Tibetans facing brunt of China's so-called "Zero Covid policy" cry for help
Sep 17, 2022
Lhasa [Tibet], September 18 : Ever since Tibet reported the outbreak of the COVID-19 virus, China has enforced strict measures, including its so-called "Zero Covid policy" to contain the spread of the virus, but several viral videos and posts from Tibetans show the reality of China's oppressive measures.
Infected patients quarantined alongside those who tested negative, no food for hours, despite repeated requests, lines of buses, loaded with people, waiting late into the night to drop them off at makeshift isolation centres, these are the scenes described by residents of Lhasa, the capital of Tibet, who have been locked down for one month as officials try to contain a coronavirus outbreak, reported the Washington Post.
Lockdowns, including of entire cities, have become almost commonplace in China, which remains bent on eliminating the coronavirus even as the rest of the world tries to live with it.
But the recent calls for help out of Tibet, as well as Xinjiang -- two border regions where the Chinese government has put in place highly repressive controls -- speak to how desperate conditions have become there, where many residents are usually intimidated into keeping quiet, reported the Washington Post.

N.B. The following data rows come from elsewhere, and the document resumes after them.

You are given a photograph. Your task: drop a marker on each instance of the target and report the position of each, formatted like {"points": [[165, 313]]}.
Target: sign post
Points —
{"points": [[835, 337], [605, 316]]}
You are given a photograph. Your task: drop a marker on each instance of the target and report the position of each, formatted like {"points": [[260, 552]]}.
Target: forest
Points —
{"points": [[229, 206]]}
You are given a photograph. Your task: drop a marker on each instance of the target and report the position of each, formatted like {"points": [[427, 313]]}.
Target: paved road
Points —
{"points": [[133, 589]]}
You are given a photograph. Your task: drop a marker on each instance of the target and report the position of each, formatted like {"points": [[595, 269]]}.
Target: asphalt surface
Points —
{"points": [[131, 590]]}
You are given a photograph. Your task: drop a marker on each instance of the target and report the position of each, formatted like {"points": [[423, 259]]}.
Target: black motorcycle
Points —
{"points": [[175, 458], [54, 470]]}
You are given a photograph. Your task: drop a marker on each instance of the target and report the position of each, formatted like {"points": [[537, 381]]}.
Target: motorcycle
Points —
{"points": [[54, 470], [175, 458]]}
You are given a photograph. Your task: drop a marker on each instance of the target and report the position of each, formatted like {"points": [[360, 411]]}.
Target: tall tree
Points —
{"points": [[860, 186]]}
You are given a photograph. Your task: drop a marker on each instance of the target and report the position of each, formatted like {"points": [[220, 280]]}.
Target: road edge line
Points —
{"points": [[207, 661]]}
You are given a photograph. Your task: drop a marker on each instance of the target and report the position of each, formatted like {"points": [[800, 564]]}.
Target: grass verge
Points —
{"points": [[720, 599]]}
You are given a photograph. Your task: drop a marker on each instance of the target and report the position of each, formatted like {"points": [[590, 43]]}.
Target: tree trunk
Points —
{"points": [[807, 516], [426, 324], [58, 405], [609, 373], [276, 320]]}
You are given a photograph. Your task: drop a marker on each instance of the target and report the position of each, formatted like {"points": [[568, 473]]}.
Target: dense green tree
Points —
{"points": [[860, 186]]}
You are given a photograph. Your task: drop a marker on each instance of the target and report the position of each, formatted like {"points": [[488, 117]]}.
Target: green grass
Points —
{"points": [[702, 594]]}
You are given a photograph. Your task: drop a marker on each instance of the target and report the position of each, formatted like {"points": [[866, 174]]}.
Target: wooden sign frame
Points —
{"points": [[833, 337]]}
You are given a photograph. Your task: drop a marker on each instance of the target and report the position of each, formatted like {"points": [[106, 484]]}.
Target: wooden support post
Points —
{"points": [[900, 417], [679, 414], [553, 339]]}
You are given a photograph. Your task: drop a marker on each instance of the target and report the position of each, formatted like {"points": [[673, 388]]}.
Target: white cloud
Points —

As more and more stories of suffering have emerged online -- and efforts to suppress them have ramped up -- some have warned that the measures are going too far.
Yet the incentive for the authorities to hold fast and silence discontent is also stronger than usual. It is known that on October 16, President Xi Jinping of China is set to hold a third term in office, making him one of the modern greats of the dragon country. Amid this, it is crucial for the Chinese Communist Party to ensure that the effort to achieve "zero Covid," which Xi has declared a personal priority, appears smooth and successful.
The result is a vicious cycle. The authorities enact ever-harsher quarantine and censorship rules. Those, in turn, create more hardships and dissatisfaction, reported the Washington Post.
Restrictions are tightening across China. Last week, the central government announced that the entire country, even areas without cases, would need to mandate regular testing of all residents through October. Tens of millions of people have been locked down in recent weeks. The capital, Beijing, is on high alert after several dozen cases have been detected in recent days.
In recent days, as the controls have shown no sign of easing, residents have mounted an online campaign to draw attention to their plight. Some have tagged state media outlets in hopes of attracting official coverage. Others have attached unrelated trending hashtags, such as one about an actor accused of hiring prostitutes.
"The social media posts you see from people in Lhasa are all about suffering, but that's the real Lhasa. Lhasa's public announcements, I feel they're all fake," said a food delivery worker in the city.
The Chinese government has promoted positive videos of officials encouraging frontline workers and promising ample supplies of food and medicine. But the food delivery worker said he was quarantined with five family members in an unfinished apartment building, even though he had not tested positive.
Since he was waiting to be released, the officials had sent another man to join their family in quarantine, because they were all of the Hui ethnic minority, and the man who joined later had tested positive, he said.
The lockdowns in Tibet and Xinjiang, though, stand out for having dragged on for more than a month, reported the Washington Post.
Lhasa -- home to nearly 900,000 people, about 70 per cent of them ethnically Tibetan -- began ordering certain areas to close after discovering a handful of infections on August 8, with restrictions soon spreading citywide. Yining, a city in the northwestern part of Xinjiang, has also been under restrictions since early August.
The director of Tibet Action Institute, Lhadon Tethong said that she had been stunned by what she called a flood of Tibetan voices this week, compared with a trickle of information before.
"They're these direct cries for help coming from inside in a way that we just don't see anymore," she said. "So we know they're at the breaking point."
Several of the videos have been deleted. In a video of the woman asking to go home -- no longer available online -- she emphasized that she was not protesting.
This week, local officials in Shandong Province announced that they had detained a man for sharing a live stream by China's state broadcaster in his neighbourhood's group chat and urging people to "go and ask for help" in the comments, reported the Washington Post.
The Chinese authorities are still relying on more coercive tactics. On Wednesday, the World Health Organization declared that the end of the pandemic was "in sight" -- a declaration that quickly aroused a flurry of posts on Chinese social media expressing hope, and weariness at the extended controls.
By Thursday, Weibo had banned the hashtag "W.H.O. says the end of Covid is in sight."
China's stringent measures under its so-called 'Zero Covid policy' has put the lives of Tibetan people in grave danger amid the recent COVID-19 outbreak that has made the lives of Tibetans unbearable, thus leaving the state in a hassle.
The human rights issue in Tibet has gotten much worse over the years and the Chinese government has never backed down from strengthening its torturous hold on the Tibetans. Surveillance of the Tibetans in Tibet by the communist party has been extreme and any suspicious act is dealt with unlawful arrests, detentions and false convictions.
While the world is being shown a country like China handling the outbreak in a harmonious way, but the reality apparently is far from that. The measures being taken are too severe and not in the interest of the public at all.